Practice was good. Primary was strong and smooth. Grabbed my ankles in kapotasana today. Made me think of Grimmly's recent post about how deep backbends feel. To me, kapotasana always feels very intense in a good way. I don't consider myself a natural backbender, because I don't feel as comfortable in a deep backbend as I feel in a deep paschimottanasana. So for me, backbends are very much about getting the body (and mind) to go beyond what it is comfortable with, to boldly go where my body/mind hasn't gone before. It doesn't matter that I have been able to grab my heels consistently and my ankles occasionally for the past few months: Every single kapotasana is a new challenge for my mind/body. There is always a point where my mind/body questions itself: Are you sure you are up to this today? I have found that the way to "silence" this questioning by the mind/body is to not play its game. Basically, I listen and acknowledge the mind/body's question, and then forge on slowly and steadily anyway. I hang back for a few breaths and open my chest till I can see the tips of my toes at the edge of my vision (this is probably a drishti violation, but whatever: I got to do what I got to do. I find this less laborious than just diving down right away and walking that seemingly interminable expanse of mysore rug to my heels). Then I dive and walk my hands to my heels/ankles.
In his recent post, Grimmly wrote that when he gets into a deep backbend,
"I don't get any of the bells and flashes of light, the epiphanies, ekstasis, buckets of tears or kundalini rising, perhaps guys are wired differently."
I basically have the same experience as he does, except that I'm not going to commit to that part about guys being wired differently (don't want to start a gender backbend war on my blog... How many more people can I afford to offend anyway, in light of my recent posts?). Truth be told, I really don't know anything about the wiring of guys vs. gals in backbends (or any other kinds of postures, for that matter), so I'm really not in a position to say anything about this.
But as I was saying, I basically have the same experience as Grimmly does in deep backbends. I have never, to my knowledge, experienced any kind of epiphany/bucket of tears/kundalini rising... Is it possible to experience the kundalini rising without being aware of it? I don't know. If you know something about this, please share.
Of course, anybody who has taken Philosophy 101 knows that just because something hasn't happened before doesn't mean that it will never happen. For all I know, my next kapo might be the epiphany-magical-experience-kapo. Maybe at the very instant that I grab my heels or ankles, Lord Shiva will descend from the heavens and grant me the boon of teleportation. And then I will be able to go to Mysore right away, and be in one of those very nice Mysore pictures that Claudia and Skippetty regularly post on their blogs! And I'll be able to teleport myself back here to Minnesota every day just before my classes meet. Now that would be pretty cool, wouldn't it?

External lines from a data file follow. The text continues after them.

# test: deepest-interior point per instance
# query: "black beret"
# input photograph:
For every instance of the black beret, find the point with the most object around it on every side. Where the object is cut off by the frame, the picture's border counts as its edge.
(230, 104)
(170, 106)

But, magical experiences and epiphanies aside, I like to think that practicing deep backbends has a certain effect on one's overall disposition and character, even if I can't scientifically prove it. I feel that, around the time I started doing deep backbends regularly, I also became able to manage fear better in my daily life. I feel that I have become better able to face the uncertainties and unknowns in my life, acknowledge the challenges that they pose, take the necessary actions to address them as they arise, and simply go on with my daily life and handle the tasks and responsibilities of daily life without over-thinking things and succumbing to the fear of the unknown and uncertain future. Of course, as I said, I have no way to prove this with certainty: It's not as if I can do a controlled experiment with my life :-) But I feel it, nonetheless... (Bruce Lee in Enter the Dragon: "Do not think, feel...")
Got to go teach my class now. More later. May the Force be with you.